The history effect induces a bias in an AB Framework
Unlike lab tests, AB tests are not run in isolation and hence are prone to be affected by external events. With the orthogonal splits in our new AB framework we have largely ensured that any external event has equal effect on both control (A) and variations (B/C etc), thereby cancelling out each other.
Yet, with our high-velocity experimentation approach and limited set availability, we are not completely immune to the history effect. Here the effect is not from any external events but from the preceding experiments themselves. Literally, the ghost of preceding experiments…^_^
In certain scenarios, the effect of the experiment can outrun the experiment itself by a few days, or at times by weeks. If the set on which the experiment was running is immediately assigned to a new experiment (which happens quite often), we haven’t really started the experiment on a level playing field. The bias from the previous experiment is bound to manifest in the new experiment.
A bias through the history effect in our experiments could be broadly categorized in two types
Example of bias through Pull Forward Effect:
Let’s say we ran a telesales experiment on high propensity leads while leads in control (A) were not called and we saw a x% lift in orders. After confirming the growth being statistically significant we went ahead and made it live for all users.
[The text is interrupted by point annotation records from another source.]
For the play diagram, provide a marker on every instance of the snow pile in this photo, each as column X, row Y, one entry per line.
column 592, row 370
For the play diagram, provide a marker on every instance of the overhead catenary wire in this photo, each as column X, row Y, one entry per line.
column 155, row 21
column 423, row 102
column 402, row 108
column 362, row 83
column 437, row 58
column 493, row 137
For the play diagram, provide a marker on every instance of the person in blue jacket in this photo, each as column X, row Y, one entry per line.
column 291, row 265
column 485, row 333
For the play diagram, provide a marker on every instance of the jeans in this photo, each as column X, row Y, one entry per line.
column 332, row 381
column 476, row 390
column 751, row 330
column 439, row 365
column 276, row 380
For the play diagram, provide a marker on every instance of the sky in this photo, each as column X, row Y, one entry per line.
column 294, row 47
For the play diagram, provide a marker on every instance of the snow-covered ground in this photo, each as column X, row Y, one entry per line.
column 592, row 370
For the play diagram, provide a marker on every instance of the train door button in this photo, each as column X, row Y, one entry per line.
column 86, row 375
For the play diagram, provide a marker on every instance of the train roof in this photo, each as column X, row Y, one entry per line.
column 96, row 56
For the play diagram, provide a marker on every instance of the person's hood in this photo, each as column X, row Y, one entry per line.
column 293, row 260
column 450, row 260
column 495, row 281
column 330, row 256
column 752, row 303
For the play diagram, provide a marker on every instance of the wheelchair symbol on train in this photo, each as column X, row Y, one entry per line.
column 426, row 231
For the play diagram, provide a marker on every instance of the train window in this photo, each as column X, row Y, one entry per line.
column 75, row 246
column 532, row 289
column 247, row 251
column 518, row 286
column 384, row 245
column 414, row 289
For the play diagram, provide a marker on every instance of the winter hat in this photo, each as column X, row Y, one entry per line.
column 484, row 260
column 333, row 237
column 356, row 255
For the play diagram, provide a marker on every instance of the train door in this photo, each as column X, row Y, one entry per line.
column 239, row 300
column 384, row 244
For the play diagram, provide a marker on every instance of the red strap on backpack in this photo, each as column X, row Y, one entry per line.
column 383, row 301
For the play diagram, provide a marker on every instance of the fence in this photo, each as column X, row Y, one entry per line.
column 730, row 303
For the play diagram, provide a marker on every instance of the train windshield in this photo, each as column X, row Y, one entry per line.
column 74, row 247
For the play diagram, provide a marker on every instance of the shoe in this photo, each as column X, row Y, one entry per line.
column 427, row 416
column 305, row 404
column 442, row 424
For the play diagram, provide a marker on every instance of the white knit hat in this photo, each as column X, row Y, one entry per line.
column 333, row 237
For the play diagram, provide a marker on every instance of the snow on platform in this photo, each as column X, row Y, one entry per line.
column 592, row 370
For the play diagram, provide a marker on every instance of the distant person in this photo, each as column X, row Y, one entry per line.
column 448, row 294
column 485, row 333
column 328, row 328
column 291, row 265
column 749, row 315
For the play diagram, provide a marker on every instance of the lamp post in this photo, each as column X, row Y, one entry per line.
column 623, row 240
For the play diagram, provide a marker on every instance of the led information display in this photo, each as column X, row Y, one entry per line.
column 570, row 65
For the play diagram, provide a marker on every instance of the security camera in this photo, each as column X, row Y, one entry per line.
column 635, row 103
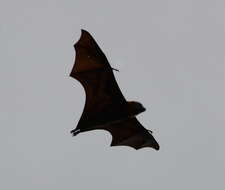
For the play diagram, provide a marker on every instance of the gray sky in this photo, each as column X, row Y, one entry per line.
column 171, row 57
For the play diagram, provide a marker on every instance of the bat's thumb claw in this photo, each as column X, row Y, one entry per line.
column 75, row 132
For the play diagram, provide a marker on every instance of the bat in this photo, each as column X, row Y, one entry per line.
column 105, row 107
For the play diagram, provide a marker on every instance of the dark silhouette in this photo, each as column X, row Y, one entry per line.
column 105, row 107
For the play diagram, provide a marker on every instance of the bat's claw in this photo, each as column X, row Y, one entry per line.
column 75, row 132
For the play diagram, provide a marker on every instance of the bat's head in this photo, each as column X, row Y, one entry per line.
column 135, row 107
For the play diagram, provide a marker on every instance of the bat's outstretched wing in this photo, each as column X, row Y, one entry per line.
column 131, row 133
column 104, row 100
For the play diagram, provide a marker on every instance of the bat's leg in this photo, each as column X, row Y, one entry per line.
column 75, row 132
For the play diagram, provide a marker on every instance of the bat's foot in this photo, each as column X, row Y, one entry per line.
column 75, row 132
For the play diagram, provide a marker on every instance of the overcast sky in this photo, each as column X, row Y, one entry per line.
column 171, row 57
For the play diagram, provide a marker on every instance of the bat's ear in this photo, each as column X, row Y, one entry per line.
column 85, row 39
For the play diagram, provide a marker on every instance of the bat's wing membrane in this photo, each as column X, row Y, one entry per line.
column 103, row 96
column 131, row 133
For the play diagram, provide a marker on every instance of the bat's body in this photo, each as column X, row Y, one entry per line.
column 105, row 106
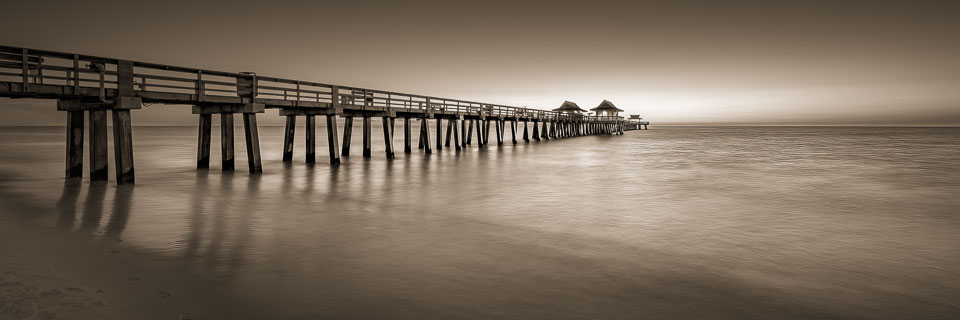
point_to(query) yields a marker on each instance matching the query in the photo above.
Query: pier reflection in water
(687, 222)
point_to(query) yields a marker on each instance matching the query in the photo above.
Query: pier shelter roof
(569, 107)
(606, 105)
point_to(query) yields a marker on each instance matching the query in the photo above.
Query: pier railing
(85, 75)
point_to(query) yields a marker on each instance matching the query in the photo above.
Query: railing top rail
(467, 104)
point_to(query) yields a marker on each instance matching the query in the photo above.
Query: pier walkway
(83, 83)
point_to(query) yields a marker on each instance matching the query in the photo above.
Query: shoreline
(46, 273)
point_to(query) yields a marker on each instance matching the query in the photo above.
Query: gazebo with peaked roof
(569, 107)
(606, 108)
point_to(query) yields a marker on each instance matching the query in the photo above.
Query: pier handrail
(79, 72)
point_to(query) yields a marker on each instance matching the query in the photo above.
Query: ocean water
(673, 222)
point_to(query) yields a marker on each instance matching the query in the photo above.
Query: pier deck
(84, 83)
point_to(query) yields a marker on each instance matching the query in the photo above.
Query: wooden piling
(425, 135)
(449, 132)
(536, 130)
(388, 136)
(526, 138)
(367, 139)
(499, 125)
(311, 139)
(347, 134)
(288, 134)
(456, 137)
(98, 144)
(406, 135)
(74, 168)
(332, 142)
(463, 132)
(123, 146)
(252, 138)
(226, 141)
(469, 133)
(486, 132)
(439, 134)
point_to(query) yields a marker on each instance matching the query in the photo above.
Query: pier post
(420, 144)
(288, 134)
(425, 134)
(367, 143)
(332, 142)
(388, 136)
(463, 132)
(439, 134)
(98, 144)
(203, 143)
(347, 134)
(469, 133)
(536, 130)
(406, 135)
(226, 141)
(480, 132)
(123, 146)
(526, 138)
(456, 136)
(311, 139)
(252, 138)
(449, 132)
(499, 132)
(486, 132)
(74, 168)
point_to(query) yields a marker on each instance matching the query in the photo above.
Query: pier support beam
(74, 168)
(98, 144)
(452, 123)
(425, 135)
(367, 139)
(469, 133)
(449, 132)
(347, 134)
(479, 133)
(311, 139)
(526, 138)
(406, 135)
(288, 133)
(332, 141)
(439, 134)
(463, 132)
(388, 136)
(123, 146)
(252, 137)
(536, 130)
(486, 132)
(203, 141)
(226, 141)
(499, 132)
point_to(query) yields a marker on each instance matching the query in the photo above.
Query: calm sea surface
(683, 222)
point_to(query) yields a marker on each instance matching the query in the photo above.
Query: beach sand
(46, 273)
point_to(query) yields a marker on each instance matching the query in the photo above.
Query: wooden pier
(95, 85)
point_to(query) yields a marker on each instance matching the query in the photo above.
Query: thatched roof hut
(569, 107)
(607, 106)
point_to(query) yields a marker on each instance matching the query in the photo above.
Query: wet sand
(49, 274)
(685, 223)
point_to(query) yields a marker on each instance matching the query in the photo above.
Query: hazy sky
(670, 61)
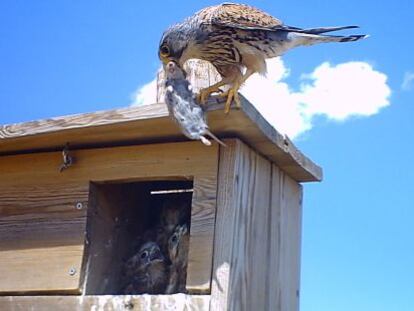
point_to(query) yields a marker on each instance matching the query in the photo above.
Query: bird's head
(179, 233)
(173, 44)
(149, 254)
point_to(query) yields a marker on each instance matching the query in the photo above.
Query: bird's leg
(233, 92)
(204, 93)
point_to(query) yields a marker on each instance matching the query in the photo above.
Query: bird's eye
(164, 51)
(144, 254)
(174, 238)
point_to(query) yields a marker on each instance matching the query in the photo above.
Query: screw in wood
(72, 271)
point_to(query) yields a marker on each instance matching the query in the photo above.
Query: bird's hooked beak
(165, 60)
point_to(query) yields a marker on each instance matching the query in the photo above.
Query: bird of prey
(237, 39)
(146, 271)
(178, 252)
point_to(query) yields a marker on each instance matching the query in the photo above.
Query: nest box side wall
(258, 234)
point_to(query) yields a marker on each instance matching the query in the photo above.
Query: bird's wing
(246, 17)
(239, 16)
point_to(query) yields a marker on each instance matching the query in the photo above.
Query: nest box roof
(151, 124)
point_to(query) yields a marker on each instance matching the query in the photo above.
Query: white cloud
(336, 92)
(407, 81)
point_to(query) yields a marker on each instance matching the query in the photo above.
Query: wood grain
(203, 214)
(150, 123)
(38, 210)
(41, 235)
(225, 223)
(257, 240)
(178, 302)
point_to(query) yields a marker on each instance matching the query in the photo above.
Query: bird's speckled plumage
(237, 39)
(146, 271)
(178, 252)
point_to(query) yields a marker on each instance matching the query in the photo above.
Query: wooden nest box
(64, 235)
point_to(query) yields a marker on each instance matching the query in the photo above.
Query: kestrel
(237, 39)
(178, 245)
(146, 271)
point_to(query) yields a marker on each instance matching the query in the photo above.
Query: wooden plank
(41, 269)
(249, 256)
(41, 236)
(203, 214)
(225, 223)
(45, 204)
(151, 123)
(275, 287)
(290, 230)
(123, 163)
(257, 240)
(178, 302)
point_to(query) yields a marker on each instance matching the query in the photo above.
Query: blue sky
(64, 57)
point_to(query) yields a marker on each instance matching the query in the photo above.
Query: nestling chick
(181, 104)
(178, 253)
(147, 271)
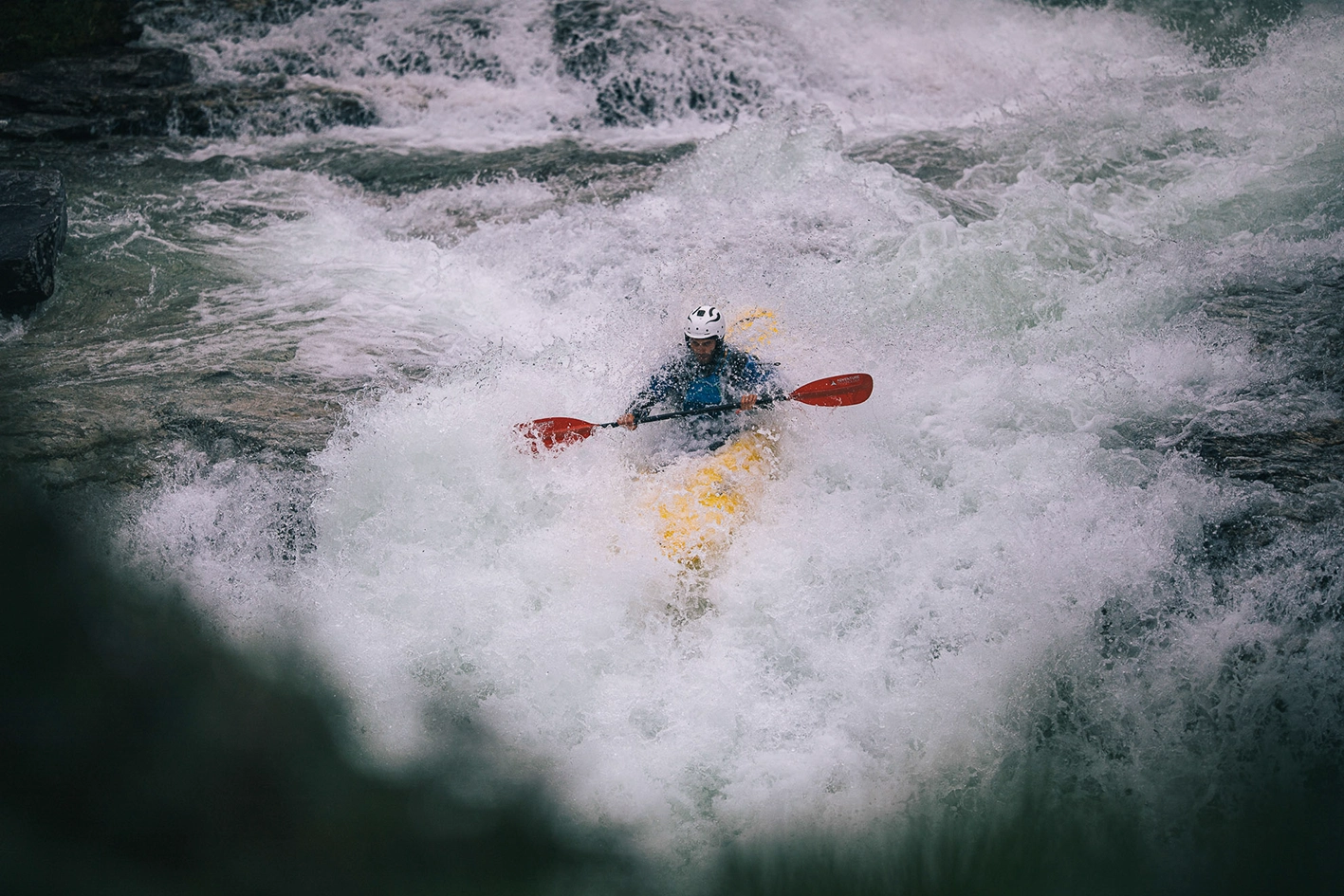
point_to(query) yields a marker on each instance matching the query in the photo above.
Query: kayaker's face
(703, 348)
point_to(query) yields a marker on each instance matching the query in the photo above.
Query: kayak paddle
(554, 432)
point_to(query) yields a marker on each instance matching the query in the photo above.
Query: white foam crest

Having the sets released from the telesales experiment, we started a new price hike experiment and we immediately notice a dip in orders in the Variant (B) of the price hike experiment. The dip could be more likely resistance to the price hike, but are we confident? Since we are reusing the sets from the previous experiment, there is a high probability for fewer sales, as we have already sold through telesales – thus shrinking the pool (a minor pull forward effect).
- Deep- discounting experiments: One of the variant of the experiment offers deep discounting.
- Bulk Interest experiments: One of the variant doesn’t offer to send bulk interest in the registration flow.
Example of bias through delayed response:
- Mailer/Notification experiment (Variation on content, not on landing page): CTR on mailers/notifications has an exponentially decaying curve. Effects, although decaying, would exist for a few days beyond the event and would impact the next experiment if the same sets are used.
- Market Dev experiments: Leads stay with the advisors for certain days and conversion can happen throughout this period.
Although this issue is unique to us, as ‘pre-defined’ sets are hardly used by other companies for AB testing. Most of the large companies like Facebook, Google and Microsoft, who run experiments on sessions – use a buffer period, both before and after the experiment.
During the buffer period A/A is run to check for biases. Also this effect is only observed in existing users, new users would be unaffected by this.
What’s the Solution?
- The best solution is to quarantine all sets for a specific period of time after concluding the experiments. This would result in lowering the number of experiments we concurrently conduct.
- Alternatively, we can also look at choosing at the beginning of an experiment whether it would have trailing effects and how long it would last and pass it on parameters to the experiments. This way, only experiments with trailing effects could be allowed to cool-off post experiment.
Also now that we are aware of this issue, we should go back and validate, if any of the critical experiments in the past were affected by this.